I notice something the conversation never says out loud. Everyone in it is completely certain of the one thing none of them can explain. Pollan does not doubt that he is conscious. The interviewer does not doubt it. No one studying consciousness has ever doubted, while studying it, that there is something it is like to be them doing the studying. The certainty is total. The explanation is absent. And these are not confused people. They are some of the most self-aware minds working on the problem, which is exactly why the pattern is worth looking at: the certainty survives all their intelligence, all their study, all their honesty about how little they understand.

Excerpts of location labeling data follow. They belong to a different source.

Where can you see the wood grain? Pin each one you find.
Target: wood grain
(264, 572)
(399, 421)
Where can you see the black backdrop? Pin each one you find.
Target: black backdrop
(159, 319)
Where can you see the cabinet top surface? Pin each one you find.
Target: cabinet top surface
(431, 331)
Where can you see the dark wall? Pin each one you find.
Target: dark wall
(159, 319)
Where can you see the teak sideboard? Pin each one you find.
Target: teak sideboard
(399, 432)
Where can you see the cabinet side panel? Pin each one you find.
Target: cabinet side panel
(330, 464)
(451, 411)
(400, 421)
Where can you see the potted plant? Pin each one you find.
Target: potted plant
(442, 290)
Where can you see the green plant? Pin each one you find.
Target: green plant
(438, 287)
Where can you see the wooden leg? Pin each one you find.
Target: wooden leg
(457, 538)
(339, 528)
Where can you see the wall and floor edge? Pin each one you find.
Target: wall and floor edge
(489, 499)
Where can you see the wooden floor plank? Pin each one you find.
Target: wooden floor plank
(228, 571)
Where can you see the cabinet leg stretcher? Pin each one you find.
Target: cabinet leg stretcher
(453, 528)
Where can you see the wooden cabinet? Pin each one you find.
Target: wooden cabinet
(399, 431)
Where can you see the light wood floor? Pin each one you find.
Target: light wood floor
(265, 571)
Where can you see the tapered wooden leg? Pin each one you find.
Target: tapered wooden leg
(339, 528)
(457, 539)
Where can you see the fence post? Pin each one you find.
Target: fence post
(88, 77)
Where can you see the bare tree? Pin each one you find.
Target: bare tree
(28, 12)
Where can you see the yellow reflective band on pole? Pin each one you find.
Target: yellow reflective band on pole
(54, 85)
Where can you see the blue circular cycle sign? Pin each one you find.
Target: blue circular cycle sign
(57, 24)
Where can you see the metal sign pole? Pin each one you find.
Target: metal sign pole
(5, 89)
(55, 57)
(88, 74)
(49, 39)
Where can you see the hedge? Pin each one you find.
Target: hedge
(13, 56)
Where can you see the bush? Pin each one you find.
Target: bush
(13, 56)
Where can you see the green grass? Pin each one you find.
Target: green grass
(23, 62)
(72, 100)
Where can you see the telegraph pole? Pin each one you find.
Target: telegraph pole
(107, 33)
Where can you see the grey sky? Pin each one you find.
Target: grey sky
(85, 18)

That co-occurrence is the whole thing. Hold the two facts together and they stop being a paradox.
The surest belief
Descartes found the floor of knowledge by doubting everything he could. The senses lie, the world might be a dream, mathematics might be a demon's trick. One thing survived the acid: that there was a doubter doing the doubting. I think, therefore I am. The cogito is the most certain belief a human mind can hold, more certain than the existence of the external world, because it is the one belief that reasserts itself in the act of trying to deny it.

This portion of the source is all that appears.